In Reply to: 18/19th c rugs posted by Erol Abit on February 11, 1999 at 10:28:26:

: : : For years this Sil-I-Soltan published in Oriental Carpets by Robert de Calatchi as plate 69 has puzzled me. For the longest time I refused to believe that human faces were intentional.

: : : However, as I said in a prior post, there is a tradition of duality of images in Persian weaving and I now could accept that this rug expresses duality as botehs with human faces.

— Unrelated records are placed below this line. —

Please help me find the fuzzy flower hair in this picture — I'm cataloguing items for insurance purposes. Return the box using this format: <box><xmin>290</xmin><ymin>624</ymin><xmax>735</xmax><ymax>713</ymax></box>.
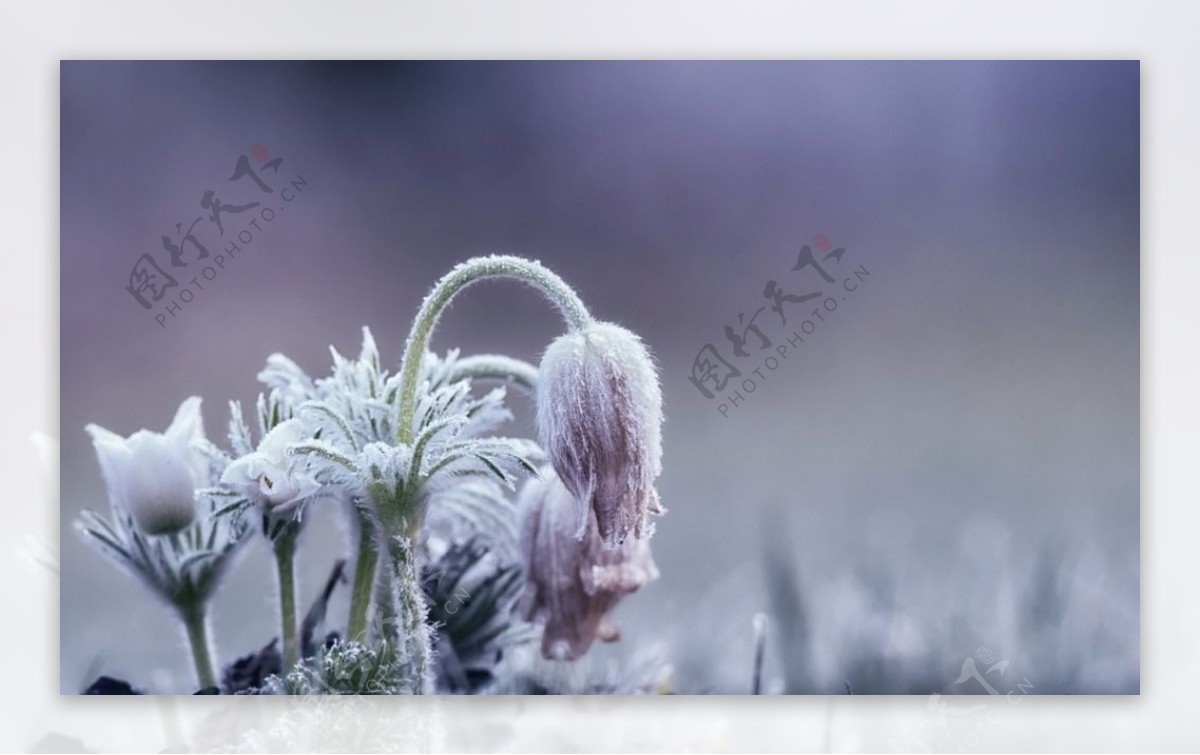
<box><xmin>518</xmin><ymin>469</ymin><xmax>659</xmax><ymax>660</ymax></box>
<box><xmin>538</xmin><ymin>320</ymin><xmax>662</xmax><ymax>547</ymax></box>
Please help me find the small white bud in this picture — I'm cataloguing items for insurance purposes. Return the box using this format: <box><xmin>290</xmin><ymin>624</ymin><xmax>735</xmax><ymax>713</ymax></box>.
<box><xmin>538</xmin><ymin>322</ymin><xmax>662</xmax><ymax>547</ymax></box>
<box><xmin>86</xmin><ymin>396</ymin><xmax>209</xmax><ymax>535</ymax></box>
<box><xmin>518</xmin><ymin>468</ymin><xmax>659</xmax><ymax>660</ymax></box>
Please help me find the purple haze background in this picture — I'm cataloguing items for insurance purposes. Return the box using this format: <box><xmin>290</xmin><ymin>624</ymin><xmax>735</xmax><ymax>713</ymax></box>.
<box><xmin>60</xmin><ymin>61</ymin><xmax>1139</xmax><ymax>693</ymax></box>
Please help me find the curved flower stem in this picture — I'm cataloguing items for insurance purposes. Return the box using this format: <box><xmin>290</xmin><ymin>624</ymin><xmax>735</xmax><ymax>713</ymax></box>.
<box><xmin>346</xmin><ymin>513</ymin><xmax>379</xmax><ymax>642</ymax></box>
<box><xmin>396</xmin><ymin>256</ymin><xmax>592</xmax><ymax>443</ymax></box>
<box><xmin>272</xmin><ymin>533</ymin><xmax>300</xmax><ymax>675</ymax></box>
<box><xmin>178</xmin><ymin>600</ymin><xmax>216</xmax><ymax>689</ymax></box>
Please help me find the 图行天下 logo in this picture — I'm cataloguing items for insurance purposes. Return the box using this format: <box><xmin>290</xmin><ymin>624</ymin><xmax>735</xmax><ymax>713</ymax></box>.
<box><xmin>125</xmin><ymin>144</ymin><xmax>308</xmax><ymax>328</ymax></box>
<box><xmin>688</xmin><ymin>234</ymin><xmax>871</xmax><ymax>418</ymax></box>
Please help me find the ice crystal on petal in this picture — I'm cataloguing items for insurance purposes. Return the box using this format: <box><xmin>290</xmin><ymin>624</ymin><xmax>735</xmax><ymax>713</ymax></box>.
<box><xmin>221</xmin><ymin>419</ymin><xmax>320</xmax><ymax>515</ymax></box>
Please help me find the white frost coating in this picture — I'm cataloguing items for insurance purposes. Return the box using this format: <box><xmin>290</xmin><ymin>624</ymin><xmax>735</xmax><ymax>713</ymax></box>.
<box><xmin>538</xmin><ymin>322</ymin><xmax>662</xmax><ymax>547</ymax></box>
<box><xmin>517</xmin><ymin>468</ymin><xmax>659</xmax><ymax>660</ymax></box>
<box><xmin>86</xmin><ymin>396</ymin><xmax>209</xmax><ymax>535</ymax></box>
<box><xmin>221</xmin><ymin>419</ymin><xmax>320</xmax><ymax>515</ymax></box>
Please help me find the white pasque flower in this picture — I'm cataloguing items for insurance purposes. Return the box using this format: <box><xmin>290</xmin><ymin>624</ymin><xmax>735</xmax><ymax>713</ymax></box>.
<box><xmin>517</xmin><ymin>468</ymin><xmax>659</xmax><ymax>660</ymax></box>
<box><xmin>86</xmin><ymin>396</ymin><xmax>210</xmax><ymax>535</ymax></box>
<box><xmin>221</xmin><ymin>419</ymin><xmax>320</xmax><ymax>514</ymax></box>
<box><xmin>538</xmin><ymin>320</ymin><xmax>662</xmax><ymax>547</ymax></box>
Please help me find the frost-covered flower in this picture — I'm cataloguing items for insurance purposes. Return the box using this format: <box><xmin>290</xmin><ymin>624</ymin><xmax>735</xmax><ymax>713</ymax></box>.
<box><xmin>86</xmin><ymin>396</ymin><xmax>209</xmax><ymax>535</ymax></box>
<box><xmin>538</xmin><ymin>322</ymin><xmax>662</xmax><ymax>547</ymax></box>
<box><xmin>518</xmin><ymin>468</ymin><xmax>659</xmax><ymax>660</ymax></box>
<box><xmin>221</xmin><ymin>419</ymin><xmax>320</xmax><ymax>514</ymax></box>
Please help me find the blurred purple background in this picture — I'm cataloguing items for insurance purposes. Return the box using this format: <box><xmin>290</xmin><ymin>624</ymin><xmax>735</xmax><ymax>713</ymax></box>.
<box><xmin>60</xmin><ymin>61</ymin><xmax>1139</xmax><ymax>693</ymax></box>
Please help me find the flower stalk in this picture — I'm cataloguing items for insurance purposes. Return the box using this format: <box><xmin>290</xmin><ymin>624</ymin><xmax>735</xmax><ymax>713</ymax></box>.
<box><xmin>271</xmin><ymin>527</ymin><xmax>300</xmax><ymax>673</ymax></box>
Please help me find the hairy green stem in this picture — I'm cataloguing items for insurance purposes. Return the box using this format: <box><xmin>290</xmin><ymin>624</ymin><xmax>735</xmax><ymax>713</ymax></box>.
<box><xmin>179</xmin><ymin>600</ymin><xmax>216</xmax><ymax>689</ymax></box>
<box><xmin>396</xmin><ymin>256</ymin><xmax>592</xmax><ymax>443</ymax></box>
<box><xmin>272</xmin><ymin>533</ymin><xmax>300</xmax><ymax>675</ymax></box>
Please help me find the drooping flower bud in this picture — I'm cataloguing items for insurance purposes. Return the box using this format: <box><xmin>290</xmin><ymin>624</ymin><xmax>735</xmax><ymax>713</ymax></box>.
<box><xmin>518</xmin><ymin>468</ymin><xmax>659</xmax><ymax>660</ymax></box>
<box><xmin>538</xmin><ymin>322</ymin><xmax>662</xmax><ymax>547</ymax></box>
<box><xmin>86</xmin><ymin>396</ymin><xmax>210</xmax><ymax>535</ymax></box>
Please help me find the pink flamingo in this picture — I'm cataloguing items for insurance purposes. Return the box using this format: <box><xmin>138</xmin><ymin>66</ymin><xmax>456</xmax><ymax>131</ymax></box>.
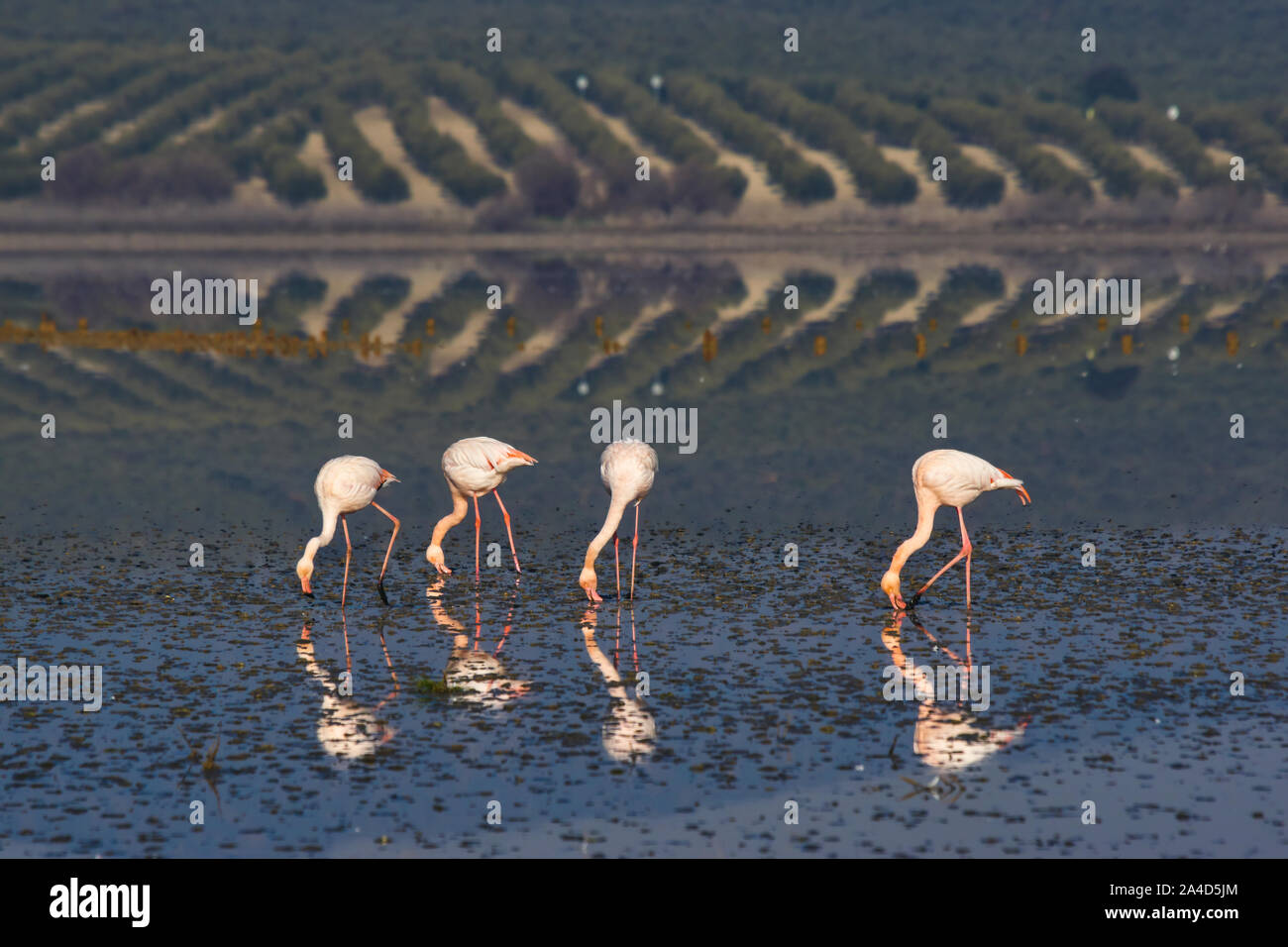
<box><xmin>295</xmin><ymin>454</ymin><xmax>400</xmax><ymax>608</ymax></box>
<box><xmin>881</xmin><ymin>451</ymin><xmax>1033</xmax><ymax>609</ymax></box>
<box><xmin>577</xmin><ymin>441</ymin><xmax>657</xmax><ymax>601</ymax></box>
<box><xmin>425</xmin><ymin>437</ymin><xmax>537</xmax><ymax>579</ymax></box>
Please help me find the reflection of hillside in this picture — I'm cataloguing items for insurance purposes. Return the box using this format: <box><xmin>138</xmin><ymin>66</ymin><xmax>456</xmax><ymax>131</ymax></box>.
<box><xmin>295</xmin><ymin>626</ymin><xmax>398</xmax><ymax>760</ymax></box>
<box><xmin>581</xmin><ymin>605</ymin><xmax>657</xmax><ymax>763</ymax></box>
<box><xmin>0</xmin><ymin>252</ymin><xmax>1288</xmax><ymax>438</ymax></box>
<box><xmin>881</xmin><ymin>613</ymin><xmax>1026</xmax><ymax>773</ymax></box>
<box><xmin>425</xmin><ymin>576</ymin><xmax>532</xmax><ymax>710</ymax></box>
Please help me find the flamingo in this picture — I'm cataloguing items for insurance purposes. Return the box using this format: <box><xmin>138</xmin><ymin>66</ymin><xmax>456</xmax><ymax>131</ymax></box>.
<box><xmin>425</xmin><ymin>437</ymin><xmax>537</xmax><ymax>581</ymax></box>
<box><xmin>295</xmin><ymin>454</ymin><xmax>400</xmax><ymax>608</ymax></box>
<box><xmin>881</xmin><ymin>451</ymin><xmax>1033</xmax><ymax>609</ymax></box>
<box><xmin>577</xmin><ymin>440</ymin><xmax>657</xmax><ymax>601</ymax></box>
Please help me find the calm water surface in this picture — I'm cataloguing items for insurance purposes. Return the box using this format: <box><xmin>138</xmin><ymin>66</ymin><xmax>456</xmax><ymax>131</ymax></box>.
<box><xmin>0</xmin><ymin>254</ymin><xmax>1288</xmax><ymax>857</ymax></box>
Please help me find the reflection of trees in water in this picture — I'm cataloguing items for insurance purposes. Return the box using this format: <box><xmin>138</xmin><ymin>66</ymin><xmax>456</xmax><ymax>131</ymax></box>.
<box><xmin>581</xmin><ymin>605</ymin><xmax>657</xmax><ymax>763</ymax></box>
<box><xmin>881</xmin><ymin>613</ymin><xmax>1027</xmax><ymax>789</ymax></box>
<box><xmin>425</xmin><ymin>576</ymin><xmax>532</xmax><ymax>710</ymax></box>
<box><xmin>295</xmin><ymin>613</ymin><xmax>398</xmax><ymax>762</ymax></box>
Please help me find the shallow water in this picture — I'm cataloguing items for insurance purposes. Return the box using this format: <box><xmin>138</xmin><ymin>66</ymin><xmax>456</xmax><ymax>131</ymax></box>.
<box><xmin>0</xmin><ymin>250</ymin><xmax>1288</xmax><ymax>857</ymax></box>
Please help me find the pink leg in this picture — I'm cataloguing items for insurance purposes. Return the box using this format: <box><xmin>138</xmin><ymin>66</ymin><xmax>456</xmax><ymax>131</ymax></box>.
<box><xmin>917</xmin><ymin>506</ymin><xmax>971</xmax><ymax>601</ymax></box>
<box><xmin>474</xmin><ymin>496</ymin><xmax>483</xmax><ymax>582</ymax></box>
<box><xmin>371</xmin><ymin>502</ymin><xmax>402</xmax><ymax>605</ymax></box>
<box><xmin>631</xmin><ymin>504</ymin><xmax>640</xmax><ymax>601</ymax></box>
<box><xmin>492</xmin><ymin>489</ymin><xmax>523</xmax><ymax>573</ymax></box>
<box><xmin>340</xmin><ymin>513</ymin><xmax>353</xmax><ymax>610</ymax></box>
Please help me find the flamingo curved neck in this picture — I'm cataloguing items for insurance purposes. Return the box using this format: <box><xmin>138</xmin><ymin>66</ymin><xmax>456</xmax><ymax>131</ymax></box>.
<box><xmin>300</xmin><ymin>506</ymin><xmax>339</xmax><ymax>566</ymax></box>
<box><xmin>429</xmin><ymin>488</ymin><xmax>469</xmax><ymax>546</ymax></box>
<box><xmin>890</xmin><ymin>492</ymin><xmax>939</xmax><ymax>575</ymax></box>
<box><xmin>585</xmin><ymin>492</ymin><xmax>630</xmax><ymax>570</ymax></box>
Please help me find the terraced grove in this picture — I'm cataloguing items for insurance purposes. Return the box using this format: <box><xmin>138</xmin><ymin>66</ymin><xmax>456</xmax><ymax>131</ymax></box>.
<box><xmin>0</xmin><ymin>46</ymin><xmax>1288</xmax><ymax>230</ymax></box>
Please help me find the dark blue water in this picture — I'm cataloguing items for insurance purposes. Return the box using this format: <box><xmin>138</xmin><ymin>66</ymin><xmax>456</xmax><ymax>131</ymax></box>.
<box><xmin>0</xmin><ymin>254</ymin><xmax>1288</xmax><ymax>857</ymax></box>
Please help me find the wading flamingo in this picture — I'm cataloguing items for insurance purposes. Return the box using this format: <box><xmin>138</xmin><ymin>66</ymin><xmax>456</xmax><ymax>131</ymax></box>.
<box><xmin>295</xmin><ymin>454</ymin><xmax>400</xmax><ymax>608</ymax></box>
<box><xmin>881</xmin><ymin>451</ymin><xmax>1033</xmax><ymax>608</ymax></box>
<box><xmin>425</xmin><ymin>437</ymin><xmax>537</xmax><ymax>579</ymax></box>
<box><xmin>577</xmin><ymin>441</ymin><xmax>657</xmax><ymax>601</ymax></box>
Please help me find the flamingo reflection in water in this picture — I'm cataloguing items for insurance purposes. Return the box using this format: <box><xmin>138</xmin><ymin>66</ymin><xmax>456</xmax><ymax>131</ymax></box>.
<box><xmin>425</xmin><ymin>576</ymin><xmax>532</xmax><ymax>710</ymax></box>
<box><xmin>581</xmin><ymin>605</ymin><xmax>657</xmax><ymax>763</ymax></box>
<box><xmin>295</xmin><ymin>612</ymin><xmax>398</xmax><ymax>762</ymax></box>
<box><xmin>881</xmin><ymin>612</ymin><xmax>1027</xmax><ymax>801</ymax></box>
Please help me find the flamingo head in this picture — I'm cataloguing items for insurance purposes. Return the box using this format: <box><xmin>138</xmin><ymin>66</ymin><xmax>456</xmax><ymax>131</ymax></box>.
<box><xmin>295</xmin><ymin>558</ymin><xmax>313</xmax><ymax>598</ymax></box>
<box><xmin>425</xmin><ymin>545</ymin><xmax>452</xmax><ymax>576</ymax></box>
<box><xmin>493</xmin><ymin>447</ymin><xmax>537</xmax><ymax>474</ymax></box>
<box><xmin>881</xmin><ymin>570</ymin><xmax>909</xmax><ymax>611</ymax></box>
<box><xmin>577</xmin><ymin>567</ymin><xmax>604</xmax><ymax>601</ymax></box>
<box><xmin>988</xmin><ymin>468</ymin><xmax>1033</xmax><ymax>506</ymax></box>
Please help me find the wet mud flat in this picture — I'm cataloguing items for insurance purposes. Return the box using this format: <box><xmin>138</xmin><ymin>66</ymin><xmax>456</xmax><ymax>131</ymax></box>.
<box><xmin>0</xmin><ymin>525</ymin><xmax>1288</xmax><ymax>857</ymax></box>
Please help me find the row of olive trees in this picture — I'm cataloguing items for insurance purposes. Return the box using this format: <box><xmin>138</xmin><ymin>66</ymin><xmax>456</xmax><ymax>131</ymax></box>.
<box><xmin>385</xmin><ymin>74</ymin><xmax>505</xmax><ymax>206</ymax></box>
<box><xmin>588</xmin><ymin>71</ymin><xmax>747</xmax><ymax>213</ymax></box>
<box><xmin>421</xmin><ymin>61</ymin><xmax>538</xmax><ymax>167</ymax></box>
<box><xmin>499</xmin><ymin>61</ymin><xmax>654</xmax><ymax>207</ymax></box>
<box><xmin>729</xmin><ymin>77</ymin><xmax>917</xmax><ymax>204</ymax></box>
<box><xmin>0</xmin><ymin>53</ymin><xmax>156</xmax><ymax>149</ymax></box>
<box><xmin>821</xmin><ymin>81</ymin><xmax>1006</xmax><ymax>207</ymax></box>
<box><xmin>667</xmin><ymin>73</ymin><xmax>836</xmax><ymax>202</ymax></box>
<box><xmin>1095</xmin><ymin>99</ymin><xmax>1231</xmax><ymax>188</ymax></box>
<box><xmin>1008</xmin><ymin>97</ymin><xmax>1179</xmax><ymax>197</ymax></box>
<box><xmin>930</xmin><ymin>99</ymin><xmax>1094</xmax><ymax>201</ymax></box>
<box><xmin>111</xmin><ymin>58</ymin><xmax>279</xmax><ymax>156</ymax></box>
<box><xmin>1192</xmin><ymin>106</ymin><xmax>1288</xmax><ymax>197</ymax></box>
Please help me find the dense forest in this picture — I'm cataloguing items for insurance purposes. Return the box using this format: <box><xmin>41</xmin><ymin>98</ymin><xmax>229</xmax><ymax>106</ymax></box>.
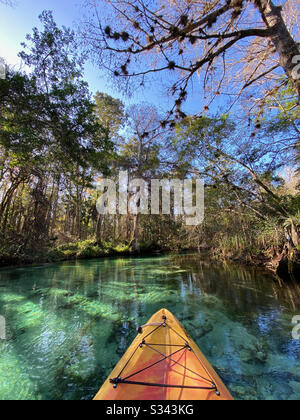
<box><xmin>0</xmin><ymin>0</ymin><xmax>300</xmax><ymax>277</ymax></box>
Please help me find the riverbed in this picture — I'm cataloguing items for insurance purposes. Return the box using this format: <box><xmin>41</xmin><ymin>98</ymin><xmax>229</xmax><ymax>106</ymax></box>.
<box><xmin>0</xmin><ymin>255</ymin><xmax>300</xmax><ymax>400</ymax></box>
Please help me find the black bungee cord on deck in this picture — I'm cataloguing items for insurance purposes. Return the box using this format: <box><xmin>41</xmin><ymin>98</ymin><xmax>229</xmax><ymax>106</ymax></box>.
<box><xmin>110</xmin><ymin>315</ymin><xmax>220</xmax><ymax>396</ymax></box>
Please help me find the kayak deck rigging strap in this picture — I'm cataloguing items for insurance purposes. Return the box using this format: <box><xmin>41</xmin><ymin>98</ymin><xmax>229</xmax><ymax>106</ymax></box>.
<box><xmin>110</xmin><ymin>316</ymin><xmax>220</xmax><ymax>396</ymax></box>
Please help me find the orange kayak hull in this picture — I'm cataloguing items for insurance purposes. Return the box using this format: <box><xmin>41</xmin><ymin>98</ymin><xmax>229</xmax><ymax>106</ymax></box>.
<box><xmin>94</xmin><ymin>309</ymin><xmax>233</xmax><ymax>401</ymax></box>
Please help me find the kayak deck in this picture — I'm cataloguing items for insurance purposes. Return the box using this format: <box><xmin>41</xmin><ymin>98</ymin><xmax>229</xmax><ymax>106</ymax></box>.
<box><xmin>95</xmin><ymin>309</ymin><xmax>233</xmax><ymax>401</ymax></box>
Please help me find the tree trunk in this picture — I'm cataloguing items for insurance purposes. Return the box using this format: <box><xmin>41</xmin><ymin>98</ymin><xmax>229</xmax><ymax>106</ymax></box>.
<box><xmin>255</xmin><ymin>0</ymin><xmax>300</xmax><ymax>100</ymax></box>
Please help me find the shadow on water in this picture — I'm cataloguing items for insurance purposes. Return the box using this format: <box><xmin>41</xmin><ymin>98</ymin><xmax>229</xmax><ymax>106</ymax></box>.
<box><xmin>0</xmin><ymin>255</ymin><xmax>300</xmax><ymax>400</ymax></box>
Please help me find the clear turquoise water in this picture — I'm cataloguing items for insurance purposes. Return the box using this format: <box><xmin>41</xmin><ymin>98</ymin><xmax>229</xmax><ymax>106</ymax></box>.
<box><xmin>0</xmin><ymin>256</ymin><xmax>300</xmax><ymax>400</ymax></box>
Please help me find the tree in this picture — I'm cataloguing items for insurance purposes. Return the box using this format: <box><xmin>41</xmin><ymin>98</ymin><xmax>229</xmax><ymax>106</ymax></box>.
<box><xmin>83</xmin><ymin>0</ymin><xmax>300</xmax><ymax>116</ymax></box>
<box><xmin>0</xmin><ymin>12</ymin><xmax>112</xmax><ymax>254</ymax></box>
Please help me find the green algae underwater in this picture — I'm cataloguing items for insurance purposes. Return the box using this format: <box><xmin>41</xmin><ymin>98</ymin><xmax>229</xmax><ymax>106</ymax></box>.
<box><xmin>0</xmin><ymin>255</ymin><xmax>300</xmax><ymax>400</ymax></box>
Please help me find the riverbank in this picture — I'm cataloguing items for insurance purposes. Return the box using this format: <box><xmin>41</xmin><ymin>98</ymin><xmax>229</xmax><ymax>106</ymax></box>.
<box><xmin>0</xmin><ymin>240</ymin><xmax>300</xmax><ymax>281</ymax></box>
<box><xmin>0</xmin><ymin>240</ymin><xmax>177</xmax><ymax>268</ymax></box>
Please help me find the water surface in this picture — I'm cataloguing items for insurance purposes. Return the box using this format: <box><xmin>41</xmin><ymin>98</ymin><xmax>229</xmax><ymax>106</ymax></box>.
<box><xmin>0</xmin><ymin>255</ymin><xmax>300</xmax><ymax>400</ymax></box>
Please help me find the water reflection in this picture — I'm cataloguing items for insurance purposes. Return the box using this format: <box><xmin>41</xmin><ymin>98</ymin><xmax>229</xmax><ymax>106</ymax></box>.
<box><xmin>0</xmin><ymin>256</ymin><xmax>300</xmax><ymax>399</ymax></box>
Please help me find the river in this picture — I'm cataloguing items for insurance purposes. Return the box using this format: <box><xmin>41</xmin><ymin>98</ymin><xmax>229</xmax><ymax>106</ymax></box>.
<box><xmin>0</xmin><ymin>255</ymin><xmax>300</xmax><ymax>400</ymax></box>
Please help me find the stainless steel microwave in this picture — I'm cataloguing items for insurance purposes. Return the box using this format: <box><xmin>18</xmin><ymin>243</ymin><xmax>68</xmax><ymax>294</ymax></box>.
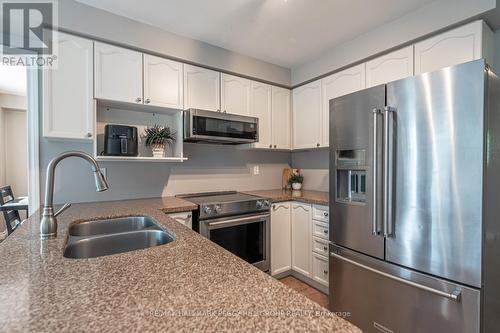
<box><xmin>184</xmin><ymin>109</ymin><xmax>259</xmax><ymax>144</ymax></box>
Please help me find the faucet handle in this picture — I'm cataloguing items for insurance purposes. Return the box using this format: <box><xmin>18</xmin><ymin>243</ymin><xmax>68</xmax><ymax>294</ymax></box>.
<box><xmin>54</xmin><ymin>203</ymin><xmax>71</xmax><ymax>217</ymax></box>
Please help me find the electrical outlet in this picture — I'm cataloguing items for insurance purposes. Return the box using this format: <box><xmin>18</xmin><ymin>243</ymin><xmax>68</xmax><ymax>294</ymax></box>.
<box><xmin>99</xmin><ymin>168</ymin><xmax>108</xmax><ymax>180</ymax></box>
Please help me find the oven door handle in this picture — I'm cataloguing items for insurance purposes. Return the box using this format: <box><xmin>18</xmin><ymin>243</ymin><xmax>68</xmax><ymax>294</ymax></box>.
<box><xmin>207</xmin><ymin>214</ymin><xmax>270</xmax><ymax>228</ymax></box>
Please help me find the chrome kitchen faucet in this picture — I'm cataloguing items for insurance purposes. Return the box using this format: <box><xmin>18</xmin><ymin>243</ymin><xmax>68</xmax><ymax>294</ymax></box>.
<box><xmin>40</xmin><ymin>151</ymin><xmax>109</xmax><ymax>239</ymax></box>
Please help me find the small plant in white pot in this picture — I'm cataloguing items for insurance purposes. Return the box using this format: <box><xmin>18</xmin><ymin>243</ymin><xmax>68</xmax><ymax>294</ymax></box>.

: : : Although it doesn't show here, the botehs are the bottom of the rug are just botehs, not either real or imagined faces.

: : : Wendel

: : They certainly look like faces to me. They are in the tradition of the very interesting article on mythical creatures in Hali 102. I'm most familiar with them in Sehna rugs. On the other hand, these rugs are all in an urban tradition; not tribal, ethnographic images. The Hali article points out that the images represent fairy tale creatures or animist traditions from stories about bears. However, I submit that these are not usually found in ethnographic rugs unless they are hidden; similar in manner to what Jim Allen was talking about. I still haven't had anyone comment on why human images don't appear in 18th/19th c. Turkish rugs - or at least in the western half of the country. Regards, Marvin

: The tribal weavings were changing very slowly comparing with urban weavings. That is, usually a tribal rug was slightly different in details than its similar, previously woven rugs with more animist/floral designs. So tribal rugs were copy-like rugs with small differences. Maybe this is because the tribes were having too hard life to weave new style rugs often. Could this be a reason why not so many human figures haven't been seen on tribal rugs? On the other hand, the urban rug designs were changing faster by the contributions and empositions of kings, princes, artists etc. When coming to Turkish rugs, especially after 18th century, ottoman sultans were much more being interested in islamic and persian effects not only on the rugs but also literary and music etc rather than turkic cultural effects. They were supporting only such arts. It is allready discussed that human figures are not widely used in pure islamic arts. The calligraphic style rugs were more interesting arts to sultans.
: At that time, tribal weavings in anatolia even in western anatolia was still being made like copy of previous rugs which are animist/floral rugs as I mentioned above. They were poor and just trying to meet their needs for life while sultans were living so comfortably at the same time.

: Regards,
: Erol

I mean after 18th century a new and long period, we call it "tulip period" of ottoman empire, begun and caused the empire to go down. As I said, in this period, the art (a mixture of islamic and persian, dominantly islamic) was its highest position in the entire history of ottomans. Ýt can be easily understood that the urban weaving was most likely to be influenced by the imperial values. I guess those rare rugs which Jerry is going to post their images are tribal rugs or village rugs.

Erol Abit
I just related the rugs to the political events of the time.